Martin Kadzere Senior Business Reporter
THE High Court has dismissed an application by United Arab Emirates commodity broking company, Dominion Trading FZ-LLC, for an order to place Victoria Foods under liquidation.
Dominion sought the provisional liquidation order against Victoria Foods, claiming the local milling company owed it US$6,5 million for the supply of wheat, grain and rice.

Victoria Foods, a subsidiary of the Zimbabwe Stock Exchange-listed CFI Holdings, is disputing the quantities and value of the three products that Dominion says it delivered.

Victoria Foods also argued that Dominion was holding on to the wheat it claims to have delivered. During the process of reconciliation, Dominion agreed to reduce the figure to US$5,6 million which amount Victoria Foods is still disputing.

According to the agreement entered between the two firms, any dispute would be resolved through arbitration in the United Kingdom.
However, instead of the case being arbitrated in the UK, the parties agreed to refer the case to the Commercial Arbitration Centre in Harare and Retired Justice George Smith was appointed the arbitrator.

Presumably having grown extremely impatient with the arbitration process as the debt remained unpaid, Dominion shifted goalposts and applied for the provisional liquidation of Victoria Foods.

Victoria Foods opposed the application on the basis that the debt is not yet due because there are serious disputes on the amount owed.
It also argued the arbitration had to be undertaken to determine the exact amount it owed.

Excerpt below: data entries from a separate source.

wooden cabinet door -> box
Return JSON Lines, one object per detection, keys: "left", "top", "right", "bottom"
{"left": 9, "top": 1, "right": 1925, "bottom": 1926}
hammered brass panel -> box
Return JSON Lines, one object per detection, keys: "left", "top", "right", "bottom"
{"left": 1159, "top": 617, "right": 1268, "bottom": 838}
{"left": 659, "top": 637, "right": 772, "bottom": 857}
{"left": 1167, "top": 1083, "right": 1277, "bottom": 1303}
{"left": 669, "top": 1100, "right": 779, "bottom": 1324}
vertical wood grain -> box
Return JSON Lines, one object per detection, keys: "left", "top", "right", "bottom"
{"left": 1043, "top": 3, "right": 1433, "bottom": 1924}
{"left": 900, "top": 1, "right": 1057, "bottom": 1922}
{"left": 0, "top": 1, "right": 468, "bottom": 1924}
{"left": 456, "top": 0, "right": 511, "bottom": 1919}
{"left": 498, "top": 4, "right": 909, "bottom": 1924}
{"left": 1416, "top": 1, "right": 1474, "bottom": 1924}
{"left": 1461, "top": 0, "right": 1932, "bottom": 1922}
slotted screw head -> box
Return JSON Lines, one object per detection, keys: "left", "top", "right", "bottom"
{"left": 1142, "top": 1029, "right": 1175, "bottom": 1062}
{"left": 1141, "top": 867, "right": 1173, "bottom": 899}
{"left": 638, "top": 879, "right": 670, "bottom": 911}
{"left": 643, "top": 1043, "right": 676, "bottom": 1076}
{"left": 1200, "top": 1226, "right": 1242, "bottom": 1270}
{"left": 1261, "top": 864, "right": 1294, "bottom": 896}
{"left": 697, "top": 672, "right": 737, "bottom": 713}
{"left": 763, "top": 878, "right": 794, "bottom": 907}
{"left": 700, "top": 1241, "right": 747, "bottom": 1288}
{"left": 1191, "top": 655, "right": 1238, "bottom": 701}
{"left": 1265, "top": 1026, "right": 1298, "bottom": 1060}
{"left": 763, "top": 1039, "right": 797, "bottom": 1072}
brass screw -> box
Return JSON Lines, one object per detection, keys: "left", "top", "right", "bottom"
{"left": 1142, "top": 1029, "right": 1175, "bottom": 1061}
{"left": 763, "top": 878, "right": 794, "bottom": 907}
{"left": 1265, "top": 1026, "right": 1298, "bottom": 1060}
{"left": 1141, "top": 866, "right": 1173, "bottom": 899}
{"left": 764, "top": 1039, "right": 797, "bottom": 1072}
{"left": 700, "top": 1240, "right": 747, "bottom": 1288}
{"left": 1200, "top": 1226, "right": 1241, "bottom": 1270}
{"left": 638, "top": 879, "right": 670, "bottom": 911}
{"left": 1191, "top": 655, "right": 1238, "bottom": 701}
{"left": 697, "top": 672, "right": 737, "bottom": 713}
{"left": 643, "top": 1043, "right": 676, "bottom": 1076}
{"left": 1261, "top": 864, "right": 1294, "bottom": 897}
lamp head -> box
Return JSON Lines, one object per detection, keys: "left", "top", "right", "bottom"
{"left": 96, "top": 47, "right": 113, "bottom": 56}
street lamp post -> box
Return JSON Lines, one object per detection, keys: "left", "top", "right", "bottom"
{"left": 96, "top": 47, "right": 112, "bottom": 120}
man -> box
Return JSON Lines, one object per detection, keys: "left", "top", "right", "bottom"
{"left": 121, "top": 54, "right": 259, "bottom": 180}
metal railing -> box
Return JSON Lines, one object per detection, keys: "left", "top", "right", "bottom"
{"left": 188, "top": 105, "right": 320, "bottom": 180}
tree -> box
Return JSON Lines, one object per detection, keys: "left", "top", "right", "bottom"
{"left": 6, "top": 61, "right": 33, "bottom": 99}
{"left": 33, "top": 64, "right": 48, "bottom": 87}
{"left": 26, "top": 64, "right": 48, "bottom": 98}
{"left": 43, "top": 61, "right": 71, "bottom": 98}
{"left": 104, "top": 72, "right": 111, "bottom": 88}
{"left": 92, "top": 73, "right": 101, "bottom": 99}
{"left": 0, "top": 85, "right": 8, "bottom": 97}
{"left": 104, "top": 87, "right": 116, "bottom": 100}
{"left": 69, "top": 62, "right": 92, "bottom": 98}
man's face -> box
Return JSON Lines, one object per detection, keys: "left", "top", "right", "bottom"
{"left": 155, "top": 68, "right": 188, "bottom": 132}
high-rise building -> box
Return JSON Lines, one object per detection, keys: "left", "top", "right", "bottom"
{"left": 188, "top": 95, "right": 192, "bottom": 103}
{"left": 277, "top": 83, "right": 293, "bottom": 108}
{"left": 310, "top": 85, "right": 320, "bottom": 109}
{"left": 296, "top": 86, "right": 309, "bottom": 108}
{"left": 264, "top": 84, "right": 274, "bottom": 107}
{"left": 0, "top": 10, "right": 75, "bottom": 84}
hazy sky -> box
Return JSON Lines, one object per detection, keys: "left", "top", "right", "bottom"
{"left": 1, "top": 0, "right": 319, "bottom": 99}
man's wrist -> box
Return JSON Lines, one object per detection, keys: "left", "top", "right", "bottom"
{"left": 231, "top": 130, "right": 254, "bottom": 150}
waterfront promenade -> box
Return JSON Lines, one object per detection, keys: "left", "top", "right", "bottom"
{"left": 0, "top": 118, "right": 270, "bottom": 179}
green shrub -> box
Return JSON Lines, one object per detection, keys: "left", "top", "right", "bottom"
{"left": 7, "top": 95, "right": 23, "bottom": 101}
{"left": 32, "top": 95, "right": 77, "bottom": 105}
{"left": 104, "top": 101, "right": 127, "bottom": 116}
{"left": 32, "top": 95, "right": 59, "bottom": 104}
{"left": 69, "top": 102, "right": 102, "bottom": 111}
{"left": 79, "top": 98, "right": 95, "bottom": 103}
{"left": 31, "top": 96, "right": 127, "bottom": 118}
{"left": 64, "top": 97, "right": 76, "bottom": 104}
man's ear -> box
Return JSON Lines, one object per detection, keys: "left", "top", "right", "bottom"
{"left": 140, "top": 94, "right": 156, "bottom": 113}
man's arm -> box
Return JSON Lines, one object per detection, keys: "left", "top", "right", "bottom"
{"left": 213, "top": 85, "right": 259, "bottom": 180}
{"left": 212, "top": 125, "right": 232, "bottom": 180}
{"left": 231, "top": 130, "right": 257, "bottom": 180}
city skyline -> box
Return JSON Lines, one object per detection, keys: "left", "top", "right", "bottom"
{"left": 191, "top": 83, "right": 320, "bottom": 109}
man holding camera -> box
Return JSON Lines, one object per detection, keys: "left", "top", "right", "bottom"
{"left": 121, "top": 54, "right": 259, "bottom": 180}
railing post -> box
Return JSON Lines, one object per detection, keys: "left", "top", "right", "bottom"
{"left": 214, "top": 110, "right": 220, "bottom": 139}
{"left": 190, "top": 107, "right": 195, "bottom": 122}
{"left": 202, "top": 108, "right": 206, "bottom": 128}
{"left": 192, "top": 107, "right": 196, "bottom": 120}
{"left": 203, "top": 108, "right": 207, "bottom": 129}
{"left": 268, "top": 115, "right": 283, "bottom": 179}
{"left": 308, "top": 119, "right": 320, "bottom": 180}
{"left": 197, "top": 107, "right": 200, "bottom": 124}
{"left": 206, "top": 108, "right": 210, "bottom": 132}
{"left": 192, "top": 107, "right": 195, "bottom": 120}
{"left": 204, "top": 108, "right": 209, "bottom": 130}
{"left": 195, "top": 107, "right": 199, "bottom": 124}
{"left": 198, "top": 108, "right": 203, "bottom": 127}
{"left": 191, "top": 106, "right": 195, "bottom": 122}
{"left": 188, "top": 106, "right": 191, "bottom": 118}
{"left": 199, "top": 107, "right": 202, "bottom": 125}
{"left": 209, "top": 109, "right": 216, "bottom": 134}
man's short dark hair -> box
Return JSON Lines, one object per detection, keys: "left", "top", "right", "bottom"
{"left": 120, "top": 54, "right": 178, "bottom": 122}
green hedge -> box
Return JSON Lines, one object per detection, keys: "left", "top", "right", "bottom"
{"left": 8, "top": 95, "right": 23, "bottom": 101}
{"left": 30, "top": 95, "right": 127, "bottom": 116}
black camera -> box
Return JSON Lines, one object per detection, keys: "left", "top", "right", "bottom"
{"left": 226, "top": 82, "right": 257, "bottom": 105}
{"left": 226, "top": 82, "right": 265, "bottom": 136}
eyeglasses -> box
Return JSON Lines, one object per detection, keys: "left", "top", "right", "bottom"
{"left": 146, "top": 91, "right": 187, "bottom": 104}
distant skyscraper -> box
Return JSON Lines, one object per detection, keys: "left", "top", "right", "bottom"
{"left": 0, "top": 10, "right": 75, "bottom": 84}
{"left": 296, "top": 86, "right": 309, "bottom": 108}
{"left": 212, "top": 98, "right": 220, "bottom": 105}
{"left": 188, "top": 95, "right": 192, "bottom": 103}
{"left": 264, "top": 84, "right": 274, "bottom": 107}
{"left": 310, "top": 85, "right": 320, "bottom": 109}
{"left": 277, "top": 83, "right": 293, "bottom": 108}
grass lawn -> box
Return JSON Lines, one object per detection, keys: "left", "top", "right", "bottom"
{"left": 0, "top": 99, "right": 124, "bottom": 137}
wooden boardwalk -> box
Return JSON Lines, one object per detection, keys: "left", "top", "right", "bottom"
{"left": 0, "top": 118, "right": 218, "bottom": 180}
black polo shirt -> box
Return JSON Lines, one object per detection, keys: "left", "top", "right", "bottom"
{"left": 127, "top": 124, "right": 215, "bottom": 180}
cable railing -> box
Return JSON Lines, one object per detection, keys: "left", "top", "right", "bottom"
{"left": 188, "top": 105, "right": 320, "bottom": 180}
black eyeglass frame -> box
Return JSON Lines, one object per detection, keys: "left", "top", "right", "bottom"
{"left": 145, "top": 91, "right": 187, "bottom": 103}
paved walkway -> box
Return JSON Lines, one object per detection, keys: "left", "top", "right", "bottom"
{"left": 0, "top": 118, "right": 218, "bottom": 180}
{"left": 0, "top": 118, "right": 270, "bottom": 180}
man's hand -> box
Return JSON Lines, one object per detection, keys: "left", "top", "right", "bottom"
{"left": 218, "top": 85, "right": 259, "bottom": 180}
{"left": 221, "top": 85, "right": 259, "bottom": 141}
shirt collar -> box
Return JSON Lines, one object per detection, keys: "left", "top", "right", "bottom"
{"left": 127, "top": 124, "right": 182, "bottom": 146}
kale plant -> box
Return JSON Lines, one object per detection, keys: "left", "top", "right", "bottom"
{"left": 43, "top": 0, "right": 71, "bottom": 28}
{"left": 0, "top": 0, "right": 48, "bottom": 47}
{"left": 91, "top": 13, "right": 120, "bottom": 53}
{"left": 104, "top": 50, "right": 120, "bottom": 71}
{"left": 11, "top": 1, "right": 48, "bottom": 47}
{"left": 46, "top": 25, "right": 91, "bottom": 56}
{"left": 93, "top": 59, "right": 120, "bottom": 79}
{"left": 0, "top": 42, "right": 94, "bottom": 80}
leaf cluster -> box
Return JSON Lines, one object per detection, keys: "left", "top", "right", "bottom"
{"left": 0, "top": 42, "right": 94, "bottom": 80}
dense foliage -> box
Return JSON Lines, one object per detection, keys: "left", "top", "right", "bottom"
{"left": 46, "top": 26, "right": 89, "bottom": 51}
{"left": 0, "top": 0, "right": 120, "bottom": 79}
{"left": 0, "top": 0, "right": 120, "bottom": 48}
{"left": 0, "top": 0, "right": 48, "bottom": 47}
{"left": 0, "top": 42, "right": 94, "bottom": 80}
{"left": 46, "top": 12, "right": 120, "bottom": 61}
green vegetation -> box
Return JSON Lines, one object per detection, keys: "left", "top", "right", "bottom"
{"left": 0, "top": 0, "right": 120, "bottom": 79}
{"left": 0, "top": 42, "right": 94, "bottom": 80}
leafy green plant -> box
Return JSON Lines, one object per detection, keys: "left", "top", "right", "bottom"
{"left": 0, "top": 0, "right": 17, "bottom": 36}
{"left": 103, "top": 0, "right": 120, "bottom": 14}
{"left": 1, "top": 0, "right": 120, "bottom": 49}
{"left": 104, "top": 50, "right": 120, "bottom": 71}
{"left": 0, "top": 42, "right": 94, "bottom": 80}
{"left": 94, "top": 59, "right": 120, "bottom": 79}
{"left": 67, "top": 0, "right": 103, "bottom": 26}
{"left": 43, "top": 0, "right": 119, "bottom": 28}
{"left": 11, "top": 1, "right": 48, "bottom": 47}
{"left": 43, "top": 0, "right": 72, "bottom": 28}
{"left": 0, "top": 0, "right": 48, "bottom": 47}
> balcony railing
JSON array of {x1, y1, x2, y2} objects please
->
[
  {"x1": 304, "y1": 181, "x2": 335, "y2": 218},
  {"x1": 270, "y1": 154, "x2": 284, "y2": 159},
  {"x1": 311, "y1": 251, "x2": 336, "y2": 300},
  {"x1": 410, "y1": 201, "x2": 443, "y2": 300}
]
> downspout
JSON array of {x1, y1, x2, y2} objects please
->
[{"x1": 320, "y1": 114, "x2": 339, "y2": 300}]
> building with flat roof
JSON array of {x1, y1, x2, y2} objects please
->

In disputing the application, Victoria cited the alleged undelivered wheat worth US$465 000 included in the claim, weight differences valued at US$46 000 and US$167 500, a defective delivery worth US$14 000 and errors in computation of interests.

In her judgment last week, Justice Mathonsi ruled that liquidation was “unacceptable as it amounts to harassment or oppression of the respondent” (Victoria Foods).

“To my mind, the applicant is aware that arbitration which was agreed by the parties would not yield positive results and has therefore elected to employ the procedure for winding up in order to enforce payment of a disputed debt,” ruled Justice Mathonsi.

“In the first instance, the parties agreed to refer to the dispute to arbitration and that the arbitration process is yet to commence. Surely, referral of the matter to arbitration was upon a realisation that there was a bona fide dispute involving figures. In the second instance, without fair determination of the dispute, the applicant stopped midstream and then pursued this application for a winding up. In doing so it is seeking to deprive the respondent an opportunity, provided by the agreement between the parties, to have the dispute determined by arbitration.

“Indeed, the applicant would like the consequences of winding up to set in without it having proved its claim, (and) without subjecting the claim to the test of arbitration.

“More importantly, the respondent has been shown to have assets of substantial value. While the existence of assets will not necessarily disentitle the creditor to a winding up order, it is a factor that I cannot overlook especially in the circumstances of this case where the respondent has shown that not only has it been paying the debt, but also that it is in the genuine process of recapitalisation.”

Victoria Foods had already paid in excess of US$2 million towards clearing the Dominion debt.